At one point, when his mother attempted to take away his video game controllers, he punched a hole through her bedroom door to retrieve them, she told the court.

His parents could not be reached for comment after multiple attempts by DailyMail.com.

HIGH SCHOOL FRIEND OF DAVID KATZ SAYS HE WAS A VIDEO GAME FANATIC WHO RARELY SHOWERED AND WAS SHUNNED BY GIRLS

By Ben Ashford 

Video game addict-turned mass shooter David Katz was such a ‘sore loser’ he would fly into a rage and stew over defeats for days, a former school friend has told DailyMail.com. 

Zachary Kocher said Katz would turn up to class at Hammond High School in Columbia, Maryland complaining about his online match-ups the previous nights if he didn’t win. He said his former friend – who didn’t have a single girlfriend and typically smelled like he hadn’t showered for days – took each defeat so personally it would make him angry and bitter. 

Katz, 24, went on a shooting rampage Sunday afternoon at the Madden NFL 19 tournament in Jacksonville, Florida killing two gaming rivals and injuring 11 more people before turning the gun on himself. 

‘I don’t believe he went there with the intention of shooting up the place but I think losing was the trigger,’ said Kocher, 25, who graduated with Katz in 2011. 

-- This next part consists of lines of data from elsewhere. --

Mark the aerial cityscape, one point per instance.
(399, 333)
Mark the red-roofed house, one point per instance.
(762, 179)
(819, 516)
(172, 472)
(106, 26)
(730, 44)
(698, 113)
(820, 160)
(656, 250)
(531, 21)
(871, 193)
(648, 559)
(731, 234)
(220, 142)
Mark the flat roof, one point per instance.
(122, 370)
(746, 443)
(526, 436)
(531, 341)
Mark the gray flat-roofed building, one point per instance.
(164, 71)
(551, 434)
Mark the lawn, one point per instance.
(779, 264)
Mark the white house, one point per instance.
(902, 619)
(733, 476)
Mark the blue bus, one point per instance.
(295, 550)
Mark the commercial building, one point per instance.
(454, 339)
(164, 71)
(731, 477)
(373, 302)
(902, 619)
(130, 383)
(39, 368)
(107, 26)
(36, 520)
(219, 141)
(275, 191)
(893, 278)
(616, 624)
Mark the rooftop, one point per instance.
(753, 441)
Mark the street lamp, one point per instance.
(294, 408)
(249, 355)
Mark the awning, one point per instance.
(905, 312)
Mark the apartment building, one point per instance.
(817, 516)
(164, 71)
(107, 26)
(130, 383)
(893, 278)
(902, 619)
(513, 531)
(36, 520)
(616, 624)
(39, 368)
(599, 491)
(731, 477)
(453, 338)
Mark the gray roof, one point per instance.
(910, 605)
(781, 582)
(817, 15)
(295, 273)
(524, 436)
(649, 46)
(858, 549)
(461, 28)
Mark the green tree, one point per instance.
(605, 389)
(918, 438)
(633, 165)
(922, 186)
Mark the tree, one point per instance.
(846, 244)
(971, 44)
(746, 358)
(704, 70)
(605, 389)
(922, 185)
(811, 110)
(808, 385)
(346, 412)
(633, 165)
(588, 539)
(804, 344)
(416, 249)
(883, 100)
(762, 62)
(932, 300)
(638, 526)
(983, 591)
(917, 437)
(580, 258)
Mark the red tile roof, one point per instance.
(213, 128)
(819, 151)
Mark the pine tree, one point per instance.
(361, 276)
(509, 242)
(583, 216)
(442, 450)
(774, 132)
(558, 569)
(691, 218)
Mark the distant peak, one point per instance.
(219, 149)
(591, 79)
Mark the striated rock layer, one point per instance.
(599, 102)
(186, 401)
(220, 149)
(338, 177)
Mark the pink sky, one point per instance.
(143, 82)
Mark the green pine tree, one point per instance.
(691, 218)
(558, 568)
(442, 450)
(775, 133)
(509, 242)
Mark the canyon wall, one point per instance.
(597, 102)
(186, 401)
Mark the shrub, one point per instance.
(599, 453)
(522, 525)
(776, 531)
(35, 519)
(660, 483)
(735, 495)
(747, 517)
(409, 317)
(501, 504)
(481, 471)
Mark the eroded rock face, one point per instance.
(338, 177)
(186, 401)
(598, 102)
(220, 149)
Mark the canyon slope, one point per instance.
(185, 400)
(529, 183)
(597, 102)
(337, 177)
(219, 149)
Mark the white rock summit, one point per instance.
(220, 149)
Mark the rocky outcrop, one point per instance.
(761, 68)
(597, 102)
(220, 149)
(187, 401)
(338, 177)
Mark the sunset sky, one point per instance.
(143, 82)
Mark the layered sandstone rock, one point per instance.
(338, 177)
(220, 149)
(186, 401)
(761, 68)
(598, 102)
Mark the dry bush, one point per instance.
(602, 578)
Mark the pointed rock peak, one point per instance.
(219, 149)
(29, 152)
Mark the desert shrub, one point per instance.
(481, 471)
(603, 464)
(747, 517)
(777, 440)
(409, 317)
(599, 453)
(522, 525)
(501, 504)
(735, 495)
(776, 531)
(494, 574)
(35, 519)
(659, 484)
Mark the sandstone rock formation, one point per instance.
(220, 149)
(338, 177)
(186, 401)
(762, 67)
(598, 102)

‘I don’t think it was necessarily the cause because David had a lot of problems and things going on at home – but it was probably what sent him over the edge.’ 

Kocher recalled his former classmate as constantly ‘giving off an aura of depression’. Nonetheless the pair were friends and enjoyed talking about video games. 

‘David was most definitely an addict. He always wanted to be a professional gamer,’ he told DailyMail.com. 

‘He may have played the occasional war game like Call of Duty but sports games were his passion, especially Madden, NHL Hockey and 2K basketball. 

‘He never played any actual sport or did anything else outside of school, he was just anxious to get home every day so he could play his games. ‘He was a sore loser. He took losing really personally. If he lost a Madden game the night before he would come in moaning about it, saying it was total BS. 

‘It was never his fault, it was the game itself that was suddenly trash or not up his standards. His self-esteem was entirely wrapped up in the game.’ 

Kocher said Katz was shunned by girls and regarded as ‘weird’ by fellow students. He said the gaming fanatic often seemed disheveled and tired as if he had been playing through the night. 

‘David tried to get a girl but they didn’t really like him because of the way he acted. He always seemed down,’ said Kocher, a retail worker from Columbia, Maryland. 

‘He never smiled. I don’t know if he took drugs but I suspected possible marijuana use. ‘He would come in to school looking like he was dragged out of bed. His eyes would be baggy.

‘I don’t think he was very hygienic – he typically smelled like he hadn’t taken a shower in a while.’ Despite his former friends apparent depression and obsession with games, Kocher said he was still shocked by his murderous gun rampage. 

‘When I saw his picture it blew my mind. I said Holy crap, that was my school friend,’ he added.

‘People may have said he was weird but he was cool with me. ‘I was very surprised that he would go as far as killing people – but I was not surprised that he would react badly to losing.”